The Book of Genesis: The Soap Opera! (Episode 8)

Announcer:  When we last left off, (June 6) Mr. Satan, had kissed Eve, and proposed to be her children’s devilfather. We pick up where we left off, in the office of Mr. Satan, CEO of Eden Inc.

Eve:  If I make you devilfather, I want a contract, something that says you will continue to provide for my children no matter what happens to me.

Mr. Satan:  Sounds like fun. I’ll make it out in triplicate so we can have the joy of signing it three times.

Eve:  I don’t want any loopholes, like you giving us healthcare, but we have to pay for the medicine.

Mr. Satan:  Triplicate’s air-tight, baby. And each new contract comes with its own piggybank made out of real live pigs.

[Enter Adam]

Adam:  I just rode a dinosaur!

Mr. Satan:  You’re the man. You’re so the man, there’s no other man to challenge you as the man.

Adam:  That’s the coolest thing I’ve ever done!

Eve:  Cooler than getting me pregnant?

Adam:  Way cooler, hon. Riding down the back of that brontosaurus was unreal. Riding down your back was… I can’t believe I rode a dinosaur! Hey! What happened to your lip?

Eve:  What lip?

Adam:  Your lower lip, it’s all swollen. Did you get botox injections?

Eve:  No, I bit it.

Adam:  Why’d you bite your lip?

Eve:  I was nervous about you riding that dinosaur. Don’t do that again, you practically made me chew my face off.

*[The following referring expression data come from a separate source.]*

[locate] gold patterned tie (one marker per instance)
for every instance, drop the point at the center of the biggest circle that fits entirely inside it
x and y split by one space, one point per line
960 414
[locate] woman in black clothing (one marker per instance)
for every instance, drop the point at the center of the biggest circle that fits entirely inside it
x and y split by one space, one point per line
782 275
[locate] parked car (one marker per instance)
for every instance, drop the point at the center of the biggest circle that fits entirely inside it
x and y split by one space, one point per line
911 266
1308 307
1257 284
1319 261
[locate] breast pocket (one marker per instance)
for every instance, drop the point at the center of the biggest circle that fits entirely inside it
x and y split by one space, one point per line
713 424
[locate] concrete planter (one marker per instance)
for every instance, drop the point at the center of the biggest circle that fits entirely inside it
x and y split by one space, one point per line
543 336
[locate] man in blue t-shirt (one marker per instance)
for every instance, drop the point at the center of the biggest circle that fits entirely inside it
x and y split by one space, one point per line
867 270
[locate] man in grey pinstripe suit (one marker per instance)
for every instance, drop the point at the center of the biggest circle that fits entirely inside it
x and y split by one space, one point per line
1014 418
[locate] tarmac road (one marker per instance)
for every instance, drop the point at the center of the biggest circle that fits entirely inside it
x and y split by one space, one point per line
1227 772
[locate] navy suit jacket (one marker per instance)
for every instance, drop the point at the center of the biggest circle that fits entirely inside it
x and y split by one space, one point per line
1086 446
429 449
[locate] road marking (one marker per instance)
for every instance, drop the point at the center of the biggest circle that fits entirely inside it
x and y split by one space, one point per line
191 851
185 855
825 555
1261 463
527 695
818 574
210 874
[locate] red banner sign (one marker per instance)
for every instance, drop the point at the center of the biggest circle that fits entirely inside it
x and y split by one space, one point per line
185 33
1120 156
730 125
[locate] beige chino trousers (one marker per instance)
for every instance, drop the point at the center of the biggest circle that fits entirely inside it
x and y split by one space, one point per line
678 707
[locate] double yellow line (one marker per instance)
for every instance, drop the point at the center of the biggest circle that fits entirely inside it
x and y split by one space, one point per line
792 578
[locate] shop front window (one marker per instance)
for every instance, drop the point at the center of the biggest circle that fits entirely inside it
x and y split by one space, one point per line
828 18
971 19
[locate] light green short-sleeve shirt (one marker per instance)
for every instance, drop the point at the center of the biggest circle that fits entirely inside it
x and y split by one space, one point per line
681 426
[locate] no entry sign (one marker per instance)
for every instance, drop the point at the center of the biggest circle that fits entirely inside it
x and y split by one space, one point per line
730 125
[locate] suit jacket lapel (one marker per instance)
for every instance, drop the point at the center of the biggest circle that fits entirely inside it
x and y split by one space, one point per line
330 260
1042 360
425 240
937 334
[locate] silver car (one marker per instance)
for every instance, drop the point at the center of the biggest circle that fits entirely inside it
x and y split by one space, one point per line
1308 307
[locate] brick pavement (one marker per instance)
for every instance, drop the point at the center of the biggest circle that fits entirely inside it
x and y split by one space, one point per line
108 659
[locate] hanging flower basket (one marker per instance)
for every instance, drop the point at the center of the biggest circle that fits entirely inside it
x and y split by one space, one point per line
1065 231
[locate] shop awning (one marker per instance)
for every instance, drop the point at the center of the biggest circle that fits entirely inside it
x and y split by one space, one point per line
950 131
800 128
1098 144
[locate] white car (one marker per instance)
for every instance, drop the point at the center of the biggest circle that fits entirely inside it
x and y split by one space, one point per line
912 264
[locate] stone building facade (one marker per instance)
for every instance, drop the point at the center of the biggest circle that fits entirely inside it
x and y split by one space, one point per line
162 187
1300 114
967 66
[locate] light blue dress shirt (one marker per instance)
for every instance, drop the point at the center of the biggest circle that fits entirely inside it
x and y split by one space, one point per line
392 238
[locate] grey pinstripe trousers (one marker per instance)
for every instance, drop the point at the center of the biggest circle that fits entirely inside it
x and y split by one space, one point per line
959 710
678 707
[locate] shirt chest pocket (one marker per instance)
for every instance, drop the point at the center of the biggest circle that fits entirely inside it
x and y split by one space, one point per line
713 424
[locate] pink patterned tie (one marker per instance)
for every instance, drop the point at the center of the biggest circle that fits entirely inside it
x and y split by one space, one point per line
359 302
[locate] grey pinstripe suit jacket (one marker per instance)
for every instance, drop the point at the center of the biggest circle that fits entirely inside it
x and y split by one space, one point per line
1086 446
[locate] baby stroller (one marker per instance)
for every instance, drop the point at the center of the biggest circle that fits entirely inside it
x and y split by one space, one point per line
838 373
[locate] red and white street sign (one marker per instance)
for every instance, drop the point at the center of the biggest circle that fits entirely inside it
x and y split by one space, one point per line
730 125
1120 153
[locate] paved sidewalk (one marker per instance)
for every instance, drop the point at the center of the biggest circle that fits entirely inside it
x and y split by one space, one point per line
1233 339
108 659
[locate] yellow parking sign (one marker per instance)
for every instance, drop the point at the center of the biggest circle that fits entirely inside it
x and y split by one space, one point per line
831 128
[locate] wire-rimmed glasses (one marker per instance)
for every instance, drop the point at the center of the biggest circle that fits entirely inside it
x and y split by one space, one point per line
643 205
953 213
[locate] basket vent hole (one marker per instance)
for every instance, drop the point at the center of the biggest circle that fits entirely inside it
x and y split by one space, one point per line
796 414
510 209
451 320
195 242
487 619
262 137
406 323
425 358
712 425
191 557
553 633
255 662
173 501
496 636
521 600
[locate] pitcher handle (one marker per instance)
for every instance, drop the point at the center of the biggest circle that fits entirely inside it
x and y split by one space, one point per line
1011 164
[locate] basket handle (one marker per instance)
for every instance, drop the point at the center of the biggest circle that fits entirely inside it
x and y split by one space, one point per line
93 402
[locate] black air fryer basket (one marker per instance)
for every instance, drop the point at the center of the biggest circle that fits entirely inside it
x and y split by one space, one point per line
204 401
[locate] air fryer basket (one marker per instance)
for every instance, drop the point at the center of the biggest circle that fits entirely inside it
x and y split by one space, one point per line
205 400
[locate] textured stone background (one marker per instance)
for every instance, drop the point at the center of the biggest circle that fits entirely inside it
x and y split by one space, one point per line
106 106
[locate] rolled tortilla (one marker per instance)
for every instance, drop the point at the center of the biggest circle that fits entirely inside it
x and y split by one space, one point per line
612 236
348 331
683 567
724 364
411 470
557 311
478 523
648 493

Adam:  Oh, hon, looks like you need more of Lucy’s little heaven in a pill.

Eve:  Yeah, can I have another?

Mr. Satan:  Catch.  [Mr. Satan tosses a fresh pill right into Eve’s open mouth.]

Adam:  How bout one over here?

Mr. Satan:  You still haven’t paid for the last ones.

Adam:  What do I owe you?

Mr. Satan:  I’ll tell you later, I’m just reminding you. Here.  [Mr. Satan throws a pill straight into Adam’s mouth.]  Go to heaven.

[Enter God.]

God:  I came back for my stapler.

Mr. Satan:  You knock! You don’t have the right to just march in any time you want! This is my office now!

God:  Yeah, but, it’s my stapler and I really need it. I’m finishing the stars. There’s still a lot of blackholes I’ve got to fill in and I’m out of glue.

Mr. Satan:  Here!  [Mr. Satan throws the stapler at God. God deftly dodges to avoid the stapler.]

God:  You broke it!

Mr. Satan:  Suck on it! Get out of here! You wanna show up here? Next time, make an appointment!

Eve:  My water broke!

Adam:  Jeez, Eve, look what you did to the carpet! That’s pure unicorn!

Eve:  The babies are coming!

Adam:  Babies? How many you got in there?

Eve:  I think we’re about to find out!

[Eve lies down. Adam circles around her, nervously.]

Adam:  Help her, dad!

God:  I’ve got to fix my stapler.  [God turns his back on his son, playing with his broken stapler.]

Adam:  Lucy, any ideas?

Mr. Satan:  When in doubt, take more pills, that’s my motto.

Eve:  Please! The pain!

God:  It didn’t have to hurt, but you made a deal with the devil, so, enjoy childbirth.  [Exit God.]

Mr. Satan:  Here, let Mr. Sunshine take all the bad pain away.  [Mr. Satan gives Eve a pill.]

Eve:  Wow! That’s amazing! Childbirth just went from excruciating to exhilarating!

Mr. Satan:  I think I see a head.

Eve:  I think I see a dragon.

Mr. Satan:  You want me to get your babies?

Eve:  If you don’t mind. I’m too busy chasing dragons away.

Mr. Satan:  Before I get to work, sign here.  [Mr. Satan hands Eve a contract and a pen. Eve scribbles her signature.]  And here. And here . [Mr. Satan waits for Eve to finish signing before starting with the delivery.]  Ok, babies, come to your devilfather.

Adam:  Devilfather? What do you mean by that?

Mr. Satan:  Read the contract. It says so very clearly: with babies it is a case of finders keepers losers weepers. I was the first to see his head, by rights, this child is mine.

Adam:  Oh, hell on earth, Eve, what have you done?

Announcer:  Yes, what the hell on earth has Eve done? And how will her children take to their devilfather? Find out in the next episode of The Book of Genesis: The Soap Opera!